Devices assembly and characterization

Devices fabrication. Glass substrates (2.5 cm × 2.5 cm) patterned with 1 cm wide indium tin oxide (ITO) stripe were cleaned ultrasonically in distilled water, acetone and two times in isopropyl alcohol. In a case of direct architecture devices, the substrates were treated with oxygen plasma for 10 minutes and then poly(3,4-ethylene-dioxythiophene)/poly(styrenesulfonate) (PEDOT:PSS, Heraeus Clevios AI 4083) was spincoated on them through nylon filter (0.45 μm) at rotation 2000 rpm. Subsequently, the substrates were annealed at 100 °C for 10 minutes. Afterwards, poly(9-vinylcarbazole) (PVK, 10⁶ g mol⁻¹, Sigma-Aldrich) was spincoated from chlorobenzene (10 mg ml⁻¹) inside nitrogen filled glovebox and the substrates were annealed at 100 °C for 30 minutes.

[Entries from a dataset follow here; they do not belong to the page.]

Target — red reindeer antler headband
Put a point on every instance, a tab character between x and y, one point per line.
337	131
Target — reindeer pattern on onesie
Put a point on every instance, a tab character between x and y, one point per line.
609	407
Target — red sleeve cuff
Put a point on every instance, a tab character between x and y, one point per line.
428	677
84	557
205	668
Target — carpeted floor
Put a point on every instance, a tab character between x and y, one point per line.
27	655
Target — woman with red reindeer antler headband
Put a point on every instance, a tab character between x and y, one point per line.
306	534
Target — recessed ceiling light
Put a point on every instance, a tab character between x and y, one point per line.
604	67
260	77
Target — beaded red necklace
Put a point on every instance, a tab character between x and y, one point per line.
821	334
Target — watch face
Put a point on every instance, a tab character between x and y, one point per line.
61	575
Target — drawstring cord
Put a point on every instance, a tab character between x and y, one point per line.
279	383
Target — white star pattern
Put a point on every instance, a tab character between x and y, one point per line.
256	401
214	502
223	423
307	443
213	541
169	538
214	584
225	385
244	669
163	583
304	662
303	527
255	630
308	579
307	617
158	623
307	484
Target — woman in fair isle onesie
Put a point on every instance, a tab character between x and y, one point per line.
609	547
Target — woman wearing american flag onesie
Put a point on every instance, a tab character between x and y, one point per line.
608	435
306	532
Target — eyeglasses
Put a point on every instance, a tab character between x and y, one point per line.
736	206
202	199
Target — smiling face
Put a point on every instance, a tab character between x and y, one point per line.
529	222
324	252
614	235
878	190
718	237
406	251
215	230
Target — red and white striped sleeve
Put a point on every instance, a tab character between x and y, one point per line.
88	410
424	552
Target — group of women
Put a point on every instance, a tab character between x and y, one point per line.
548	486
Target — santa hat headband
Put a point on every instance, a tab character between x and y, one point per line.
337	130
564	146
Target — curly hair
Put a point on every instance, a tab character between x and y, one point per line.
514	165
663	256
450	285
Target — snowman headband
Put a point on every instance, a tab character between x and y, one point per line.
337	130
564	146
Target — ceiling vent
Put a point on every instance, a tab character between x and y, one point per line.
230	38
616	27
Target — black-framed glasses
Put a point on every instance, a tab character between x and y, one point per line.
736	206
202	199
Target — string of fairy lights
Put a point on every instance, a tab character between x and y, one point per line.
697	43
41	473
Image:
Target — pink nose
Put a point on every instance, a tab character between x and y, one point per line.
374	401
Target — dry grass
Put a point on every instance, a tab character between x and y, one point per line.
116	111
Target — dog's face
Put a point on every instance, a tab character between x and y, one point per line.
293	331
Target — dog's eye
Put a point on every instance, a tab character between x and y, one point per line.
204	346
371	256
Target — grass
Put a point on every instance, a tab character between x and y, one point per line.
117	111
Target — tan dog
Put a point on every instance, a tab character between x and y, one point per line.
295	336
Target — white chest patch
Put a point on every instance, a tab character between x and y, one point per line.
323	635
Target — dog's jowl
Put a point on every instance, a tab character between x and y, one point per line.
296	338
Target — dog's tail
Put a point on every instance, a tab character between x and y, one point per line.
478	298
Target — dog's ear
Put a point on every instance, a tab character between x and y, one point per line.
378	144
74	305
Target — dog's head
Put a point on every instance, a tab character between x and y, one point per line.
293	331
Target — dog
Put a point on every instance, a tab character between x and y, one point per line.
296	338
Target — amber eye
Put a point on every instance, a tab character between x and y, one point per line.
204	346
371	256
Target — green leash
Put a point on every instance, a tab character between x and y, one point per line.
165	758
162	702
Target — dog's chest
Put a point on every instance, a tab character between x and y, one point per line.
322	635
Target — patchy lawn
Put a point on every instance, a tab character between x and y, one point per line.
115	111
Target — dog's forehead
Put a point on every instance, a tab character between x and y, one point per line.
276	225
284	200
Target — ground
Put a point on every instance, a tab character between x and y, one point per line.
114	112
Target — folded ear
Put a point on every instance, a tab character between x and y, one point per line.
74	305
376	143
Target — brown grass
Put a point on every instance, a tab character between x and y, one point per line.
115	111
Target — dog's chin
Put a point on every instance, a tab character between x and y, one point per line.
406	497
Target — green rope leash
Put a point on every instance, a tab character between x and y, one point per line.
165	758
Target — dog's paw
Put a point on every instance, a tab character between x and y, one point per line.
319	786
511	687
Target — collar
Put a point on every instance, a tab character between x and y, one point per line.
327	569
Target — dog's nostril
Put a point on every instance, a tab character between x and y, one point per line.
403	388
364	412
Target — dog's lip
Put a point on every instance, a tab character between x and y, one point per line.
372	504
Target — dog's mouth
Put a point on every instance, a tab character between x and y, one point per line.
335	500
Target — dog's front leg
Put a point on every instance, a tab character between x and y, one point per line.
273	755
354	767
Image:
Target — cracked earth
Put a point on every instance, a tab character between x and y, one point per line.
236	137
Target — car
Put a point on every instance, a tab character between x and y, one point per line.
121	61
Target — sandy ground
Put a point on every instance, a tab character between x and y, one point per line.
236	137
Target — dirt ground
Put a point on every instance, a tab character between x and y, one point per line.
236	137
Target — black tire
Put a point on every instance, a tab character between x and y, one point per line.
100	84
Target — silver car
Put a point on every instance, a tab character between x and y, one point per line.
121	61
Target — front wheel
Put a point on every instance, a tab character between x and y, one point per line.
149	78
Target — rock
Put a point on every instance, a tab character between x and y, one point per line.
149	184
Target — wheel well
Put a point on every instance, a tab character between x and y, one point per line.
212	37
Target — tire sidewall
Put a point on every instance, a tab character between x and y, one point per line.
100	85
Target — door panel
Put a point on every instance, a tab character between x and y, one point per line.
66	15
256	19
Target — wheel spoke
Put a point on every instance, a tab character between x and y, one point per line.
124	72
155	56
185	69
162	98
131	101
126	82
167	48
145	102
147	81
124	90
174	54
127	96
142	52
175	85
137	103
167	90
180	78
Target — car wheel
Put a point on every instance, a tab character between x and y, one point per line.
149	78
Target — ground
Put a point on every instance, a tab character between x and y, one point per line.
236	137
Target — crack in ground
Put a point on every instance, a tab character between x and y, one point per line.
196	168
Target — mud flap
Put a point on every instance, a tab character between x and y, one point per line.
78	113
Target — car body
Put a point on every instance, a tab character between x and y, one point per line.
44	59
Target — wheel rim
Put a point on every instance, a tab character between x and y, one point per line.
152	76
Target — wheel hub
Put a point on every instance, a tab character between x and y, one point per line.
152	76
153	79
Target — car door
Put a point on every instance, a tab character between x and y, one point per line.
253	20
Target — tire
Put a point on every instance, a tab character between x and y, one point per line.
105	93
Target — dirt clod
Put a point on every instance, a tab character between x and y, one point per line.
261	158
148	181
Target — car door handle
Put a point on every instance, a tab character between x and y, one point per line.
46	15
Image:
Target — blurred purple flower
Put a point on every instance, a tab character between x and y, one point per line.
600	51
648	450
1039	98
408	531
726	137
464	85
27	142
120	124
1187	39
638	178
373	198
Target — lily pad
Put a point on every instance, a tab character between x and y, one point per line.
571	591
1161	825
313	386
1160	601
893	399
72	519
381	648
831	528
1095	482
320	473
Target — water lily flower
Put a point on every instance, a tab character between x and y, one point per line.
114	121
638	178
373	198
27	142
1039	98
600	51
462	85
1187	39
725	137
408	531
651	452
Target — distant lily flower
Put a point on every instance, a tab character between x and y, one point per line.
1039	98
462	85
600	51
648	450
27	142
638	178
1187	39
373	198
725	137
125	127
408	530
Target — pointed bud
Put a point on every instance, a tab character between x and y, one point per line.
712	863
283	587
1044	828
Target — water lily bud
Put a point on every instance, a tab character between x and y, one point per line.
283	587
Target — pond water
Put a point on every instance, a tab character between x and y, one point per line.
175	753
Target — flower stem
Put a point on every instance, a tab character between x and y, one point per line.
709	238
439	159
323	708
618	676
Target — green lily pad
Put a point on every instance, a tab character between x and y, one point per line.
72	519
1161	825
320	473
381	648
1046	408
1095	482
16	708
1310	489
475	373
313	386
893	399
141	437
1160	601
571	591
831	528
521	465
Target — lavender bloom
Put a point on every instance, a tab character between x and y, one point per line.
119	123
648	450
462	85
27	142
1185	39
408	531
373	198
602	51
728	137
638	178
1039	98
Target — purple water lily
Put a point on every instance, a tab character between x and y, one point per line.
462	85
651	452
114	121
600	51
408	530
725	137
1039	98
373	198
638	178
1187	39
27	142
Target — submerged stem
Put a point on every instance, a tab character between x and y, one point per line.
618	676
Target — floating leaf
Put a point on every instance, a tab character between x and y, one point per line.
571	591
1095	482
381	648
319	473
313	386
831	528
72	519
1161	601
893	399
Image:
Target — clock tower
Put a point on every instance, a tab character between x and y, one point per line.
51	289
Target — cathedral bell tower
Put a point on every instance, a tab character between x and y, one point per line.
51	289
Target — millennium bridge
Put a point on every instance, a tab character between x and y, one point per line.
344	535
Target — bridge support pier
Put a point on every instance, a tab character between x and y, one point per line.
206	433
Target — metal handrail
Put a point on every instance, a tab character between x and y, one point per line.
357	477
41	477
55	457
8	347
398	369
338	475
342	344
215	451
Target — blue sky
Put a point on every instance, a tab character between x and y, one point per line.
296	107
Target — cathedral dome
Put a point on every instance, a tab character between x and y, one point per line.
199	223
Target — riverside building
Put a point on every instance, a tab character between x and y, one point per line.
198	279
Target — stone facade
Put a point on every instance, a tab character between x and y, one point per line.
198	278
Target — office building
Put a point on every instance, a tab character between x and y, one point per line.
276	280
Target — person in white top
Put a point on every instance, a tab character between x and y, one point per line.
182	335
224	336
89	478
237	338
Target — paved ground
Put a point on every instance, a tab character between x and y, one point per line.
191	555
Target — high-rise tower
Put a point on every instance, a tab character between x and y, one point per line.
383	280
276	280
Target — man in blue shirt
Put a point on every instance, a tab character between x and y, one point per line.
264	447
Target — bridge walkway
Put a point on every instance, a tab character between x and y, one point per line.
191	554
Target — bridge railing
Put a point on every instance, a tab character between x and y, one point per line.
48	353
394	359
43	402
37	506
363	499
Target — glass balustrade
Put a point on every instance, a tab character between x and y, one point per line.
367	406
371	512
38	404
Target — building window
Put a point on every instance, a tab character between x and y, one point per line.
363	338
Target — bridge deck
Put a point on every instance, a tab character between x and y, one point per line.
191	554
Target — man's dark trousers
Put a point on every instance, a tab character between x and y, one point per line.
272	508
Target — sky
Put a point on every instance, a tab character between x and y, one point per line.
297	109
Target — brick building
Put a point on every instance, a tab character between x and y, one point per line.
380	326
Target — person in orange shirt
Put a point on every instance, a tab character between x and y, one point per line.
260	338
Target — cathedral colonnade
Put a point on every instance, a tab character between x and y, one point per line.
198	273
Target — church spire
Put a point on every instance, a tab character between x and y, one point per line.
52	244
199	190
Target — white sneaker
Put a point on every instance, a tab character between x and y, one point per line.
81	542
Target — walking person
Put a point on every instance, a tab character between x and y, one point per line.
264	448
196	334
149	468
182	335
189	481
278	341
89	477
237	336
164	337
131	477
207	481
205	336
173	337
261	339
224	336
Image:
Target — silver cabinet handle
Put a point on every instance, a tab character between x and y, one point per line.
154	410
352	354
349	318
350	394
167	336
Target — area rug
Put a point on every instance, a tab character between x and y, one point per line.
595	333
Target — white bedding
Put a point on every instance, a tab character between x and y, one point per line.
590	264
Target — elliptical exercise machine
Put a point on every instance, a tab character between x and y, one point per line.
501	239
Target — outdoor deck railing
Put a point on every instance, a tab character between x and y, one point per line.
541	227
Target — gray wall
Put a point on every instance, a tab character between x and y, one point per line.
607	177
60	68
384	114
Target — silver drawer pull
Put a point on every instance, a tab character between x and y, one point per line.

In the case of inverted structure devices, zinc oxide (ZnO) nanocrystals (Avantama, N-10) were diluted in isopropanol solution (from 2.5% to 1.6% wt) and put in ultrasonic bath for 30 minutes. Such prepared solution was spined at 1000 rpm on the cleaned ITO substrates which were treated before deposition with UV-ozone for 1 minute. Afterwards, the substrates were annealed at 120 °C for 20 minutes in air. Next, polyethylenimine, 80% ethoxylated (PEIE, 35–40% wt in water, average M_w ∼ 70 000, Aldrich) solution in 2-methoxyethanol (3.9 mg ml⁻¹) was spincoated on the ZnO covered substrates at 5000 rpm rotation. Substrates preparation was concluded with 10 minutes annealing at 100 °C.

Two types of emitting layers were employed in direct-driven devices on the PVK covered substrates: (i) 95% F8BT: 5% DTDPAB and (ii) 40% F8BT: 10% F8BT-TTBT: 50% DTDPAB, where F8BT stands for commercially available poly[(9,9-dioctylfluorenyl-2,7-diyl)-alt-co-(1,4-benzo-{2,1′,3}-thiadiazole)] (American Dye Source, ADS133YE), while F8BT-TTBT denotes poly(9,9-dioctylfluorene-alt-benzothiadiazole)(dithienyl-benzothiadiazole) and DTDPAB – dithienyl diphenyl AZABODIPY, both synthesized in our laboratory. The ratio in the recipes is based on weights and the final concentration of the emitting layers’ solutions was 15 mg ml⁻¹. The compounds were dissolved in extra dry toluene and left overnight at 50 °C with stirring. The emitting layers were spined inside nitrogen filled glovebox at 2000 rpm rotation in a case of the first type device and at 800 rpm in the case of the second one. In the case of the second diode, on the emitting layer 35 nm of 1,3,5-tris(1-phenyl-1H-benzimidazol-2-yl)benzene (TPBi, Ontario Chemicals, Inc.) was evaporated with rate 0.2 Å s⁻¹ at 3 × 10⁻⁷ mbar pressure. Finally, cathodes consisting of 7 nm of barium and 100 nm of aluminium were evaporated at 1 × 10⁻⁶ mbar.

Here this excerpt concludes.